It was rumoured that the website made more money from advertising than most mainstream media offerings. The site had gone from offering textual speculation to the photographs that supported the speculation to actual video that made new room for fresh rumours.
The man with the irritated heels thought of himself as a defender of one woman’s honour. Though his findings weren’t particularly scientific it appeared, to him atleast, that the blogger took particular pleasure in ripping into his favourite star at every opportunity he got. From criticizing the clothes she wore to scoring leaked pictures of the men she slept with to deriding her roles in movies and bemoaning the songs she sang, the blog did everything short of suggesting that anyone who happened to see her parents in the street should slap them for not having had the good sense to use a condom.

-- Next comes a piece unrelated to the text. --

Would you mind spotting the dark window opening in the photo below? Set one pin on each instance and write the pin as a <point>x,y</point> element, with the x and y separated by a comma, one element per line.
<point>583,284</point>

It had taken him the kind of detective work that would have made his prey proud to finally figure out where the blog’s offices were. He was as surprised as most people would have been to find out that the little shit who made a fortune out of other people’s misery was actually housed in a reputable building surrounded by old and new money.
He had to duck, weave and dodge to simply access the correct elevator line. When he was finally in the elevator he found himself in the company of a senator, two businessmen and a supermodel. He had to exercise all of his limited willpower to avoid staring at the supermodel who was wearing just enough to avoid breaking any public decency laws. He was certain that if he were to pick up one of her tastefully done nude calendars he would not have a better sense of what she looked like naked than he did right then from stealing glances at her form in the elevator.
When they arrived at the twenty-seventh floor he was actually able to brush past the dream-girl-to-millions on his way out. She smiled as he passed her and if he didn’t already have the hugest crush on a celebrity whose honour he was there to defend he would have found himself falling for the supermodel’s charms. As it was, he found himself in need of ‘readjustment’ so that others wouldn’t know that he had been on a mind-blowing elevator ride. He found his bearings and strode off in the direction of number nine. When he found the door with no nameplate he rotated his shoulders forwards and backwards five times, cracked his neck and made himself really limber. Then he rang the doorbell and cocked his right fist.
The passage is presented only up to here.